Students must pay for internship credits, LaFond said.

“Students have to coordinate ahead of time with a department head or intern coordinator [to receive credit],” LaFond said. “Some departments have their own requirements, such as a weekly log or writing a paper, but it varies by department.”

Some offices and departments can be approached to create an internship for a student, according to LaFond.

“Internships can provide a work reference and an offer of full-time employment, in addition to pay, credit and a practical, relevant work experience,” LaFond said. “

According to Sandra Haavisto, controller in the NMU Controller’s Office, the Controller’s Office offers a paid internship for accounting majors.

“We have one to two interns at a time, with the internships lasting one to two years,” Haavisto said. “[Interns’] work include parts of full-time employment work, such as assistant in a cost study, financial statements and (financial) footnotes. It helps them prepare for careers as CPAs (Certified Public Accountants), in accounting firms and financial markets, [such as] Wall Street.”

The internship is limited to accounting majors and a minimum GPA of 3.0 is required, Haavisto said.

“A two year internship makes [students] pretty competitive,” Haavisto said. “We work with them to prepare a resume their last year and give them references. Most of our interns graduate with a job or being accepted to graduate schools.”

Reannon Dykehouse, senior graduate-bound English major, served an internship with Passages North, NMU’s literary journal, for two semesters. According to Dykehouse, she earned six credits for the internship, with four credits awarded in the first semester and two credits earned in the second semester.
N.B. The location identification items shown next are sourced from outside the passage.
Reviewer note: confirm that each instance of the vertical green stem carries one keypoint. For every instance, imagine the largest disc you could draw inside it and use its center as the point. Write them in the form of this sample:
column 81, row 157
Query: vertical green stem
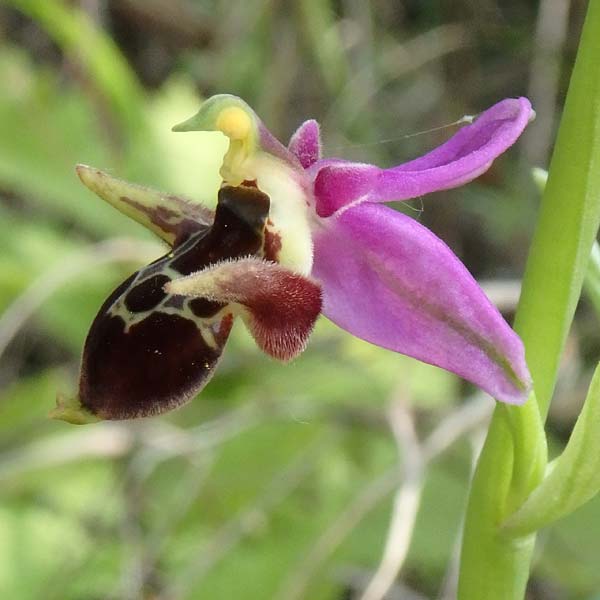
column 512, row 462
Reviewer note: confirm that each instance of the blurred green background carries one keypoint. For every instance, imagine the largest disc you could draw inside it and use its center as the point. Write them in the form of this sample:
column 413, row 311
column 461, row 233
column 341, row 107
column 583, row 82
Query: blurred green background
column 278, row 481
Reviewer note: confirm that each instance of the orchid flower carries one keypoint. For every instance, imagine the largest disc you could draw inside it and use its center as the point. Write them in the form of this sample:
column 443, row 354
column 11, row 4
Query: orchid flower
column 295, row 235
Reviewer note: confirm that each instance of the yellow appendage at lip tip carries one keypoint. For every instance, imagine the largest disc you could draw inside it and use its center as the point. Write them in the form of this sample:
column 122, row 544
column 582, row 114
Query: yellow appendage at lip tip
column 235, row 123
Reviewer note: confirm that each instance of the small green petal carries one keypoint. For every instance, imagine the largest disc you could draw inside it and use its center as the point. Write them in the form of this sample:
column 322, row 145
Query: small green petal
column 71, row 411
column 572, row 479
column 170, row 217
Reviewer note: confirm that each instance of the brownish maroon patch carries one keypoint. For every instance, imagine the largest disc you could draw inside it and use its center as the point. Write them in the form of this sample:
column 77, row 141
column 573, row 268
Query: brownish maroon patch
column 147, row 294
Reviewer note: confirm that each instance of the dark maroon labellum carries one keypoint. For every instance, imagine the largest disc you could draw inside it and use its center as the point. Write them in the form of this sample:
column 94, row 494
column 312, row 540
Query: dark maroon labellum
column 148, row 351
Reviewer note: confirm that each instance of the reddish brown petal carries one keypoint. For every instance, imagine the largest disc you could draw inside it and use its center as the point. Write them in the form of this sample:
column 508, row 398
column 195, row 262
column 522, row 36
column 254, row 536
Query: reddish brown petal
column 280, row 307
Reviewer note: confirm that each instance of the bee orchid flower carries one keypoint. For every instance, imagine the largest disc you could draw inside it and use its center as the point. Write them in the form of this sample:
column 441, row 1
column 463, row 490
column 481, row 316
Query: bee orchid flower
column 295, row 235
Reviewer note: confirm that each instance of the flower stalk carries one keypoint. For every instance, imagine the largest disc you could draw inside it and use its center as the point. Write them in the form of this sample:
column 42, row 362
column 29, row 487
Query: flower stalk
column 495, row 562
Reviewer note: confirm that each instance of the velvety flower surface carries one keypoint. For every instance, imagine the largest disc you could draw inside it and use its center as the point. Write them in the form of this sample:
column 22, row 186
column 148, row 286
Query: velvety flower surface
column 294, row 235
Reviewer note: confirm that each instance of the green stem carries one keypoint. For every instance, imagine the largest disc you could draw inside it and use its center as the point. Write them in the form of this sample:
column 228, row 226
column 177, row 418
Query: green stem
column 494, row 565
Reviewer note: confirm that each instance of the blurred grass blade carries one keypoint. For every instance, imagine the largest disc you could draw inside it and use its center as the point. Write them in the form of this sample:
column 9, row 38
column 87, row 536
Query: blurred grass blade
column 78, row 36
column 592, row 278
column 574, row 477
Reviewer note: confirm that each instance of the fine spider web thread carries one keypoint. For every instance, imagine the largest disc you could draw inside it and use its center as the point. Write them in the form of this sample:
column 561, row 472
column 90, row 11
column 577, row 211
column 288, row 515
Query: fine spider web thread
column 466, row 119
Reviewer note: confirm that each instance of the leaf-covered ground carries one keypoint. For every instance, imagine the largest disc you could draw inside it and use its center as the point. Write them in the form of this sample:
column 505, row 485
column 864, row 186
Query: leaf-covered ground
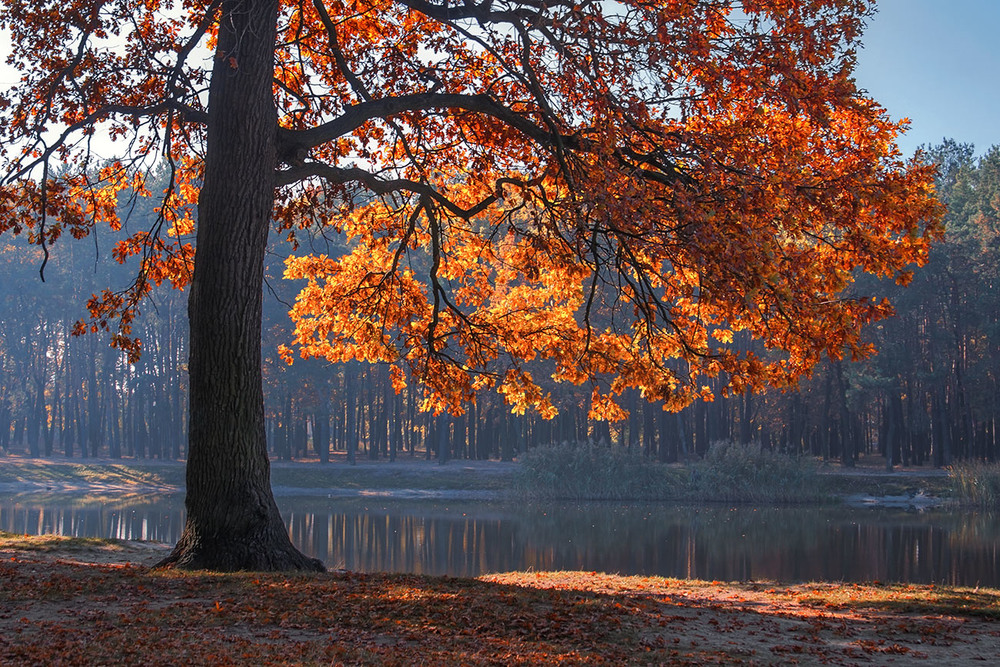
column 72, row 602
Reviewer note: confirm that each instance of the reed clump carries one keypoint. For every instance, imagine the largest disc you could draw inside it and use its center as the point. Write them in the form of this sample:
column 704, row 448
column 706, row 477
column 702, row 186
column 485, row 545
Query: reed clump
column 734, row 472
column 595, row 471
column 976, row 483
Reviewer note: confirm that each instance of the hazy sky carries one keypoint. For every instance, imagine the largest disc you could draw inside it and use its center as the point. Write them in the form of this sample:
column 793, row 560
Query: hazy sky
column 936, row 62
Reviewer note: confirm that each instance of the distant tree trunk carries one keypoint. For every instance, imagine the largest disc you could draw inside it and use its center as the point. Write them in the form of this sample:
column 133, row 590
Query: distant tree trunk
column 232, row 520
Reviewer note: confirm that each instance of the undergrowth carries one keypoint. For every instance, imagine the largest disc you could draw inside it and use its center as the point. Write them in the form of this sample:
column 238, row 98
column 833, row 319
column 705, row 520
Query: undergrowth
column 976, row 483
column 730, row 472
column 751, row 474
column 590, row 471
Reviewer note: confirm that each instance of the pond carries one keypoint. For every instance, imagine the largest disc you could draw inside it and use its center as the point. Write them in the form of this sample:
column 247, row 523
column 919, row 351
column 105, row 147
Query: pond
column 466, row 538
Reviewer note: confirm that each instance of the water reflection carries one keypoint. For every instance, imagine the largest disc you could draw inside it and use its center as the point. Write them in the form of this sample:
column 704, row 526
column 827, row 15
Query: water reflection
column 467, row 539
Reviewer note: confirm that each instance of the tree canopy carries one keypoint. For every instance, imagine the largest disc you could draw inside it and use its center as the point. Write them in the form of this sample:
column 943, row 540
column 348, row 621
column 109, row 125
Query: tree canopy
column 606, row 192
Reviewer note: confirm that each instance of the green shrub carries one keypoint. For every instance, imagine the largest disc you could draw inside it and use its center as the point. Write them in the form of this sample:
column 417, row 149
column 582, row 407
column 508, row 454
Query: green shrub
column 976, row 483
column 589, row 471
column 750, row 474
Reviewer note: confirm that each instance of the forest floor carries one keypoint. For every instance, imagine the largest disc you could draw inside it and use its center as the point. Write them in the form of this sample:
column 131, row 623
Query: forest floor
column 72, row 601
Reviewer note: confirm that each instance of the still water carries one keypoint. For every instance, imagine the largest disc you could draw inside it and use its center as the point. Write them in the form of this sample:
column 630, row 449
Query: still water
column 467, row 538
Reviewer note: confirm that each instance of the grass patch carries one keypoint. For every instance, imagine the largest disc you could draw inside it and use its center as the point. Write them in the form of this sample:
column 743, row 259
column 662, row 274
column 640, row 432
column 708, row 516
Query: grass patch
column 975, row 483
column 60, row 473
column 49, row 543
column 733, row 472
column 589, row 471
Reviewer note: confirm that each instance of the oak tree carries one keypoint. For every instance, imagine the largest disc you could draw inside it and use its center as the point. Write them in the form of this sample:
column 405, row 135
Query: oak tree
column 603, row 192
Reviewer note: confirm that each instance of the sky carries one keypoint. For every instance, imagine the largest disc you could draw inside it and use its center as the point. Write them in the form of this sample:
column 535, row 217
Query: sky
column 936, row 62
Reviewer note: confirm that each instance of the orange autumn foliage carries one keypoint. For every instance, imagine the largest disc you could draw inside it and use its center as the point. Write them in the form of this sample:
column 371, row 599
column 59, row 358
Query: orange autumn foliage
column 597, row 192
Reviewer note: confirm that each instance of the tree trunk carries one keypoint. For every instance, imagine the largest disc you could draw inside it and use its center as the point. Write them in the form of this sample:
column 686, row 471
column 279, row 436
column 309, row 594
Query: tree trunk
column 232, row 520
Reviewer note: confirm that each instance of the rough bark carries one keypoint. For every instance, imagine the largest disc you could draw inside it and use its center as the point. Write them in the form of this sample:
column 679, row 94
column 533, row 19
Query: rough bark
column 232, row 520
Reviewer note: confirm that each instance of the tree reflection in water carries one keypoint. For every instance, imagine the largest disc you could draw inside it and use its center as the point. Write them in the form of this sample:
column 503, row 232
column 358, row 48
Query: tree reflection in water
column 717, row 542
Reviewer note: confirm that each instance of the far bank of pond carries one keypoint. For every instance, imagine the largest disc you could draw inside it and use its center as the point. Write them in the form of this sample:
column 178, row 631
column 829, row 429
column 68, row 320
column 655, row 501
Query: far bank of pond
column 472, row 538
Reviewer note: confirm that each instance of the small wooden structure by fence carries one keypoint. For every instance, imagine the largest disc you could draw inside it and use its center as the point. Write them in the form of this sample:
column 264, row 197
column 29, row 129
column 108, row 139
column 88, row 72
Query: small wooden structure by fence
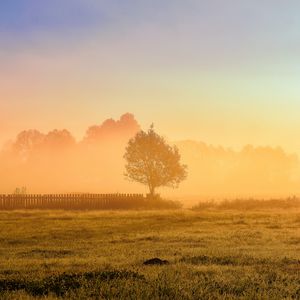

“As a freshman, I took EN 211(B)…and my professor of that class recommended Passages North, the volunteer aspect, to anyone who was interested in pursuing any type of creative writing as a career,” Dykehouse said. “Since I went regularly enough as a volunteer, the faculty adviser and the graduate assistant both offered me this internship.”

According to Dykehouse, the internship is unpaid for undergraduate students.

“My first semester was spent sifting through manuscripts and having to send out rejection slips,” Dykehouse said. “The second semester, we were close to issuing a complete journal, so my time was spent line editing and really miniscule detail orienting. My favorite part were those moments when I’d go through 30, 50, 70 pieces, none worth publishing and then an envelope we’re not expecting pops up, with a fantastic piece.”

The internship exceeded her expectations and called it a great opportunity for anyone interested in publishing, not just limited to fiction, Dykehouse said.